To summarize the interface (key is a string, data is an arbitrary object):

import shelve

d = shelve.open(filename)  # open -- file may get suffix added by low-level
                           # library

d[key] = data              # store data at key (overwrites old data if
                           # using an existing key)
data = d[key]              # retrieve a COPY of data at key (raise KeyError
                           # if no such key)
del d[key]                 # delete data stored at key (raises KeyError
                           # if no such key)

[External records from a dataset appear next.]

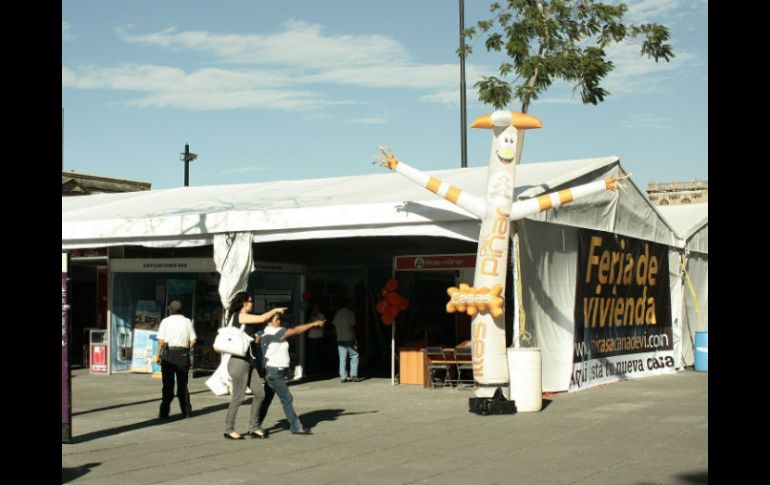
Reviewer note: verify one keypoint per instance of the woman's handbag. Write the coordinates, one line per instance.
(231, 340)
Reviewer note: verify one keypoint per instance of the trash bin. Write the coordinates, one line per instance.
(98, 351)
(702, 351)
(525, 372)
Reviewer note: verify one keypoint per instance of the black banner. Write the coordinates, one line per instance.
(622, 299)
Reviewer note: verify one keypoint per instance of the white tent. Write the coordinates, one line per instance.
(386, 204)
(689, 265)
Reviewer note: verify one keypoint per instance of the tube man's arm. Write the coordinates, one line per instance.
(524, 208)
(472, 204)
(519, 209)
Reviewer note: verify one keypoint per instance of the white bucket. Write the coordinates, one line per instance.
(526, 376)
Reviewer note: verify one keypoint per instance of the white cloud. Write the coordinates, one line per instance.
(300, 44)
(204, 89)
(635, 73)
(653, 10)
(647, 121)
(372, 120)
(242, 170)
(283, 70)
(66, 32)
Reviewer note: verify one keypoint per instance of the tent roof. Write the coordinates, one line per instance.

flag = key in d            # true if the key exists
klist = list(d.keys())     # a list of all existing keys (slow!)

# as d was opened WITHOUT writeback=True, beware:
d['xx'] = [0, 1, 2]        # this works as expected, but...
d['xx'].append(3)          # *this doesn't!* -- d['xx'] is STILL [0, 1, 2]!

# having opened d without writeback=True, you need to code carefully:
temp = d['xx']             # extracts the copy
temp.append(5)             # mutates the copy
d['xx'] = temp             # stores the copy right back, to persist it

# or, d=shelve.open(filename,writeback=True) would let you just code
# d['xx'].append(5) and have it work as expected, BUT it would also
# consume more memory and make the d.close() operation slower.

d.close()                  # close it

Exceptions

.. exception:: ShelveError

   Exception raised when one of the arguments *deserializer* and *serializer*
   is missing in the :func:`~shelve.open`, :class:`Shelf`, :class:`BsdDbShelf`
   and :class:`DbfilenameShelf`.

   The *deserializer* and *serializer* arguments must be given together.

   .. versionadded:: 3.15


.. seealso::

   Module :mod:`dbm`
      Generic interface to ``dbm``-style databases.

   Module :mod:`pickle`
      Object serialization used by :mod:`!shelve`.